Our strategy has been to utilise public domain software and a modular approach. In conjunction with common data interchange formats, this provides a robust setup that can be easily adapted and adopted by other groups studying complex disease. Essentially, we have achieved an integration of genomics and genetics underpinned by an integration of the workflows of genome informatics, data management and laboratory experiments and reagents.
Traditionally, individual researchers focus on their own regions or single genes and hold their own data. This makes data archiving, integration and mining impractical. In the DIL, all generated data are acquired and stored centrally in the relevant database. While all the databases are centralised, we believe that the best curation of the data is performed by the scientists. Therefore, user-friendly web or VB front-ends, together with auditing strategies, are provided; this allows the user to alter their own data in a responsible but reversible manner.
MySQL is used as the database of choice; Oracle(TM) was considered but the cost was prohibitive. The performance and ease of administration of MySQL has been very good. Some design limitations have, however, led to a substantial effort in data manipulation and off-line checking to emulate Oracle's transaction handling, form triggers, logging and referential integrity checks.

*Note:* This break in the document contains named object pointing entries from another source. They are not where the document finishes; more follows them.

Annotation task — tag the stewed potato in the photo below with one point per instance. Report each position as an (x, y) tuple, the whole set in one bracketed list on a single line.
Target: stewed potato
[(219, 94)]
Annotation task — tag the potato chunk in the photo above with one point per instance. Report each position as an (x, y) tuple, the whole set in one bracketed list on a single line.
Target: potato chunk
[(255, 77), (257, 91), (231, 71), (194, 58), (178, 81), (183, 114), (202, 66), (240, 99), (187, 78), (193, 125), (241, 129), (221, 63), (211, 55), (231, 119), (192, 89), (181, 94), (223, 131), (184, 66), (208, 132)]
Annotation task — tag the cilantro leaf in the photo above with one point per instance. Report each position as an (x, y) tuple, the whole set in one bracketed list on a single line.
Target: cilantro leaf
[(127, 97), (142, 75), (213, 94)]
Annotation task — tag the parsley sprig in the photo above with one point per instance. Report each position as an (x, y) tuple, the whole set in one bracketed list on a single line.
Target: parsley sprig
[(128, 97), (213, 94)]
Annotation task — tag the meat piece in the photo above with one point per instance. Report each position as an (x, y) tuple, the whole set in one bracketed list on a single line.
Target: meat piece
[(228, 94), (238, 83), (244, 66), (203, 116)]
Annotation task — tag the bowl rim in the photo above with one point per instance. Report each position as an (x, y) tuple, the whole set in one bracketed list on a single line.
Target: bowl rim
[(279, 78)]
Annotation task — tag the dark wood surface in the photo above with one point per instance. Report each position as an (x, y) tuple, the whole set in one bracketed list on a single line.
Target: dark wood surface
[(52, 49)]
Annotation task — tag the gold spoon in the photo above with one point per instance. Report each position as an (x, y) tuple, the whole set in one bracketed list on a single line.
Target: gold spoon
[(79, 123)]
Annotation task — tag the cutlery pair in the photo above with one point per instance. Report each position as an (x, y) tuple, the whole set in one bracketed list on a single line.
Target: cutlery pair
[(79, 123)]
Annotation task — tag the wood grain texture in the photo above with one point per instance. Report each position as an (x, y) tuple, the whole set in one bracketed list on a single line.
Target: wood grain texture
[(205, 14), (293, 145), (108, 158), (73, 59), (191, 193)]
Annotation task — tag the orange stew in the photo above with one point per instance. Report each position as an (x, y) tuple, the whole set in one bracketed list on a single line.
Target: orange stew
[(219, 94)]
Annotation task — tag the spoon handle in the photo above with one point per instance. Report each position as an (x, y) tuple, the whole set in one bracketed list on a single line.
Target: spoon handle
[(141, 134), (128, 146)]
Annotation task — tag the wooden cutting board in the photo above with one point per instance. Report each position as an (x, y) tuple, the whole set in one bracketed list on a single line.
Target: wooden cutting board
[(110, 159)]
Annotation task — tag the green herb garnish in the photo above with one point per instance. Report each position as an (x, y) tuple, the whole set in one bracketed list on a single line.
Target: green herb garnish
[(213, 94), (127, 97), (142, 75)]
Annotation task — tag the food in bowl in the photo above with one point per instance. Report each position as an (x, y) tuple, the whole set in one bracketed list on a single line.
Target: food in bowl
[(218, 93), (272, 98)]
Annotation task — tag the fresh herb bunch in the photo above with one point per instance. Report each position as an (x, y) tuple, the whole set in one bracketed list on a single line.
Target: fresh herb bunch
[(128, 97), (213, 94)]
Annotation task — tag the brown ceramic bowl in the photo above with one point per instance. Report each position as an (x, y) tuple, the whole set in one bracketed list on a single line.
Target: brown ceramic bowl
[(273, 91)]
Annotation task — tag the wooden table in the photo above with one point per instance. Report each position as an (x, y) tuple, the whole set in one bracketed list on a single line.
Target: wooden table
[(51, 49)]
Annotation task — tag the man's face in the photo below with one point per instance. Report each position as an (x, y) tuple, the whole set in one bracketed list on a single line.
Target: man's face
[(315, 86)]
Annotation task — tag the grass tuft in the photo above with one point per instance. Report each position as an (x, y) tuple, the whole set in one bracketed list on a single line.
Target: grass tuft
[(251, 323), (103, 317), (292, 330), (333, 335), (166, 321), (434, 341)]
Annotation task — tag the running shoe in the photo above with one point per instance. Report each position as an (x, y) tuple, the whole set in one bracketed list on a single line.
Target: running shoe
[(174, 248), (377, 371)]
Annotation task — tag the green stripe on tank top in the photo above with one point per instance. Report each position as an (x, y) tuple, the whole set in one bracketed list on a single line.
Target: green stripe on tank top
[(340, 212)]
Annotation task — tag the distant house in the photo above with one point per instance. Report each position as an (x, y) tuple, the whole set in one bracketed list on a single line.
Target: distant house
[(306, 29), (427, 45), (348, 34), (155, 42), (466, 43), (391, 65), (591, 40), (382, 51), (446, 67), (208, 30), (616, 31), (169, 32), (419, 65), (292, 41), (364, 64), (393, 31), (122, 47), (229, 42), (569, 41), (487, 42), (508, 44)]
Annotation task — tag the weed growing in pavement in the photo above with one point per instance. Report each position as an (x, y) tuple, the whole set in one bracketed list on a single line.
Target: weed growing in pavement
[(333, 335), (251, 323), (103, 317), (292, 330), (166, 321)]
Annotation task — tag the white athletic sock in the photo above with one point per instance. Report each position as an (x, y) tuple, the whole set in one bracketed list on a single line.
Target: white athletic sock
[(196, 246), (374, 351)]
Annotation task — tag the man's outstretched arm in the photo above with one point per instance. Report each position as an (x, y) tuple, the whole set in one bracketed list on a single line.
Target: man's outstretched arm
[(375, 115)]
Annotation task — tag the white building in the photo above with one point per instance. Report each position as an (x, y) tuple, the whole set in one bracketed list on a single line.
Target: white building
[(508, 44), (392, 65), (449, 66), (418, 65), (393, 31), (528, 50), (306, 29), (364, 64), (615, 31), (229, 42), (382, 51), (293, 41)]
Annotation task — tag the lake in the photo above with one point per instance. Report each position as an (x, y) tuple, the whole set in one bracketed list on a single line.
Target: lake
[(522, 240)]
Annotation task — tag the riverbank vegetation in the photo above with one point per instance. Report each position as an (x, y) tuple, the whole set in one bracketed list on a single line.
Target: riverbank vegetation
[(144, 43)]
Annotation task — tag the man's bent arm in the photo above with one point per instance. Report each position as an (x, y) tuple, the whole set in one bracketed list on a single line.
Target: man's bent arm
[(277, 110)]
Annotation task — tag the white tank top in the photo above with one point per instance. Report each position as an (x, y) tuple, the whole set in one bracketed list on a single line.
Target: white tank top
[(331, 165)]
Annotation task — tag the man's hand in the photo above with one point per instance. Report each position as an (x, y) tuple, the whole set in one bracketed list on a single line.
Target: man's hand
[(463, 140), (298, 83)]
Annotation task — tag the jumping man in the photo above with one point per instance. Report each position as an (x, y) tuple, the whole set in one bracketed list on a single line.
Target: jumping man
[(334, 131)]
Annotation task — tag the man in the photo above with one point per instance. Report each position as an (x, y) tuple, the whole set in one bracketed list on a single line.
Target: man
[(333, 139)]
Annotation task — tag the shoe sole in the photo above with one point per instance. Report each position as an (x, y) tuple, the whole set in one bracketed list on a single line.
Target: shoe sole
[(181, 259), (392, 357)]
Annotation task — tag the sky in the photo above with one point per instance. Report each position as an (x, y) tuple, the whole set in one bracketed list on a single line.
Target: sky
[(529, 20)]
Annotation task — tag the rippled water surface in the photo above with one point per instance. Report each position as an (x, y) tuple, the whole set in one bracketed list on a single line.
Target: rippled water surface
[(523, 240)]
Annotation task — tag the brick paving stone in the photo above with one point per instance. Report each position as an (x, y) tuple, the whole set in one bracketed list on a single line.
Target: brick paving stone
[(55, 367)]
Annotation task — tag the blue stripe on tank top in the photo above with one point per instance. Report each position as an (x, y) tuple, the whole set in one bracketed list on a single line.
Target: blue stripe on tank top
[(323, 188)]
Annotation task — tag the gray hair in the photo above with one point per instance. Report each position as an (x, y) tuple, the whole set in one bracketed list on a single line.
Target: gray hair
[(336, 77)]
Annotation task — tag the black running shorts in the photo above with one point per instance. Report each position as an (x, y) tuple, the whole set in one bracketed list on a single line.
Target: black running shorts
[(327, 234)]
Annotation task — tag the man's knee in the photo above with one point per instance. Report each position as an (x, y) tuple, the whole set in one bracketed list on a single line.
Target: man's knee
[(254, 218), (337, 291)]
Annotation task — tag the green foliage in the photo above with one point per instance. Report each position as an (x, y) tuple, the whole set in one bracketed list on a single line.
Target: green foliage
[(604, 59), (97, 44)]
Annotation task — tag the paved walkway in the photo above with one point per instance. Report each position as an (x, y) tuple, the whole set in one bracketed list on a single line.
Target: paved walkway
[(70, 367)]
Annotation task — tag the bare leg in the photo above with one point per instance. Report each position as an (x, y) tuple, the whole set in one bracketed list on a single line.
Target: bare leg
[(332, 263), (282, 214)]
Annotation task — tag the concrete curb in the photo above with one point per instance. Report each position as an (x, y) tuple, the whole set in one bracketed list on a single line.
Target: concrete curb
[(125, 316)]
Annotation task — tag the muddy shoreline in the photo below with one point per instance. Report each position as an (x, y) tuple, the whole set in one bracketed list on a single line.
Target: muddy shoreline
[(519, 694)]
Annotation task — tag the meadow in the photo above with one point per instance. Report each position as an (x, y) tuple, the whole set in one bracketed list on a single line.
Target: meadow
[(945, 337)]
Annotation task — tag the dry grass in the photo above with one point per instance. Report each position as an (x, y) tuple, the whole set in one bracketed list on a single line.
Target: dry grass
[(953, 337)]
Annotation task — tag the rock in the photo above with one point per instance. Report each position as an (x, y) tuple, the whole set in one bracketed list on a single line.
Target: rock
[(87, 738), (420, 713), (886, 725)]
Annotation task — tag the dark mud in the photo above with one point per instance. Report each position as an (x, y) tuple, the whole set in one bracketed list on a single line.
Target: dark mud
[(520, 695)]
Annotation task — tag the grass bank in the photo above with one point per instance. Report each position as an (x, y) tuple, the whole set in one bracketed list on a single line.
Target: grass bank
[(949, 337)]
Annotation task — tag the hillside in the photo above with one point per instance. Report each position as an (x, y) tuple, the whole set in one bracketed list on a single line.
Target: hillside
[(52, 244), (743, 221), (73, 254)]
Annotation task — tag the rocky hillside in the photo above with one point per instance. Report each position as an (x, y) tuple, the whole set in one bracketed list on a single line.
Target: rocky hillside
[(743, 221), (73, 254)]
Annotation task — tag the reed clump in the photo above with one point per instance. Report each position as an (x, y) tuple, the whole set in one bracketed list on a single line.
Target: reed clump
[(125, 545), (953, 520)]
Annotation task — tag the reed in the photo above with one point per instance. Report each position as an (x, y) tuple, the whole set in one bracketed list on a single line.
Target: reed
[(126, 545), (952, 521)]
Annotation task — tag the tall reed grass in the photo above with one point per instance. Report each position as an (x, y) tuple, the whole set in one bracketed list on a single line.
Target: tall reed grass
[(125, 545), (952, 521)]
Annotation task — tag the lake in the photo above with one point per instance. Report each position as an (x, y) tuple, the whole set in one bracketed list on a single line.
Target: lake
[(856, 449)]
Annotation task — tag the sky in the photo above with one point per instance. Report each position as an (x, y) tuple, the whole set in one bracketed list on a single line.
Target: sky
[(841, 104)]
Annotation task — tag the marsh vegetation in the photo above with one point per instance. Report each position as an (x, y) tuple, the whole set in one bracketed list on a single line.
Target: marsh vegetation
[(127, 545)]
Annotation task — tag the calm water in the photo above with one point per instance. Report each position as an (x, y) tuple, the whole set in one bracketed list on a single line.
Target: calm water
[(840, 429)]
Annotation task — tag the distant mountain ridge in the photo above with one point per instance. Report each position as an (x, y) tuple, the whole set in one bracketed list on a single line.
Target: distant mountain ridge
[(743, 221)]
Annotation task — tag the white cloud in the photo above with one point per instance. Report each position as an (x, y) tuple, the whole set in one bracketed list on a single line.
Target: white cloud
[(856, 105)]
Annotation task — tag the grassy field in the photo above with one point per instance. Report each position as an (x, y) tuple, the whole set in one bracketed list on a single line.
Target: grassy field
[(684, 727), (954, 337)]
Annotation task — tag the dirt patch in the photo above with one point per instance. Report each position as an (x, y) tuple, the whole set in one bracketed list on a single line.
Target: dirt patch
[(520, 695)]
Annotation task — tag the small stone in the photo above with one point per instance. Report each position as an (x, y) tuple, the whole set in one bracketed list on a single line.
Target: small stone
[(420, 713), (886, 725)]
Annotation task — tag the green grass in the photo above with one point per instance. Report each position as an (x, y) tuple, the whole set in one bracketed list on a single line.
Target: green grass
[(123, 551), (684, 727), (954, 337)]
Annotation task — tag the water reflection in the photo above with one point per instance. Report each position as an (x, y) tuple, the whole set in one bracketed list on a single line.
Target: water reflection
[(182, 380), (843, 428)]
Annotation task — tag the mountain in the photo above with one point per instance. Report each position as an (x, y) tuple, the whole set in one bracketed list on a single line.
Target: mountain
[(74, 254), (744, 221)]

The genotyping, sample and freezer management databases have easy design goals and schema, attempting to capture large volumes of essentially similar data. Standards are yet to emerge for the sensible design of blood and/or genotyping databases. The rising interest in research governance will probably change that, as medical scientists become obliged to demonstrate ethical and accountable working practices.
The feature database structure has been designed to be as simple as possible and relies on flexibility to overcome the dual problems of complexity and increasing data and data types. This has a negative implication for query speed. To address this, work is ongoing to adopt data transformation techniques in order to build an EnsMart style database to allow fast, complex read-only queries.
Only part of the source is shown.